Tuhkuri, Shackleton’un yazışmalarını incelediğinde, kaşifin bu sorunları bildiğini keşfetti. Antarktika’ya yelken açmadan kısa bir süre önce karısına bir mektupta Shackleton, daha önceki bir Antarktika seferi sırasında kullandığı bir gemi olan Nimrod’un daha güçlü olduğuna güvendi. Keşifle devam etti. “Risk almaya hazırdı,” diyor Tuhkuri.

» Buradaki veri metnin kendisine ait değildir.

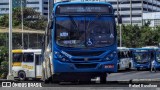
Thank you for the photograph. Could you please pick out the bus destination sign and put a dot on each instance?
(83, 9)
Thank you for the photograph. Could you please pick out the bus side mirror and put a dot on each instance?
(119, 19)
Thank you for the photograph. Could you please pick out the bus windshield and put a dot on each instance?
(17, 57)
(141, 57)
(158, 57)
(82, 32)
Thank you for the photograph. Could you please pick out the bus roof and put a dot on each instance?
(26, 50)
(81, 3)
(63, 3)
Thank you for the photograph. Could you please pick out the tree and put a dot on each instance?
(32, 19)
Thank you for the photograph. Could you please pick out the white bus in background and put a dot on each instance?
(124, 58)
(27, 64)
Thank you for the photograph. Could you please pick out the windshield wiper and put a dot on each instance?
(93, 21)
(75, 25)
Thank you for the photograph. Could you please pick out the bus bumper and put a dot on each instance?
(108, 67)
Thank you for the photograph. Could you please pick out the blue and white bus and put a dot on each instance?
(80, 42)
(143, 58)
(156, 64)
(124, 58)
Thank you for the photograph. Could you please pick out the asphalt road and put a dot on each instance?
(116, 81)
(129, 75)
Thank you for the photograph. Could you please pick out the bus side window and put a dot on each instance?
(28, 57)
(38, 60)
(17, 57)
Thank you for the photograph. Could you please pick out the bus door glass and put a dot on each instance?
(38, 64)
(158, 57)
(141, 57)
(28, 63)
(17, 59)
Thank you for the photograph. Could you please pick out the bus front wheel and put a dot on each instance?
(22, 75)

Tahmin edilebileceği gibi, dayanıklılık deniz buzunun ezici baskılarıyla başa çıkamadı. Tekne sıkıldı ve büküldü ve sonunda omurgası, su hattının altında bir boşluk bırakması için parçalandı.
Ancak o zamana kadar, dayanıklılığın dünyanın en güçlü ahşap gemisinin ortaya çıktığı efsanesi, kökeni muhtemelen bir makale ZamanlarTuhkuri’ye göre ve Shackleton bu fikri sürdürdü. Neden bunu yaptığı belli değil, ancak Tuhkuri’nin Shackleton’un kötü niyetli seferinin hikayesine renk kattığını söylediği bir ayrıntı. “Dayanıklılık şiirsel anlamda güçlü ve kahramanca bir gemiydi” diyor. “Mühendislik anlamında, maalesef öyle değildi.”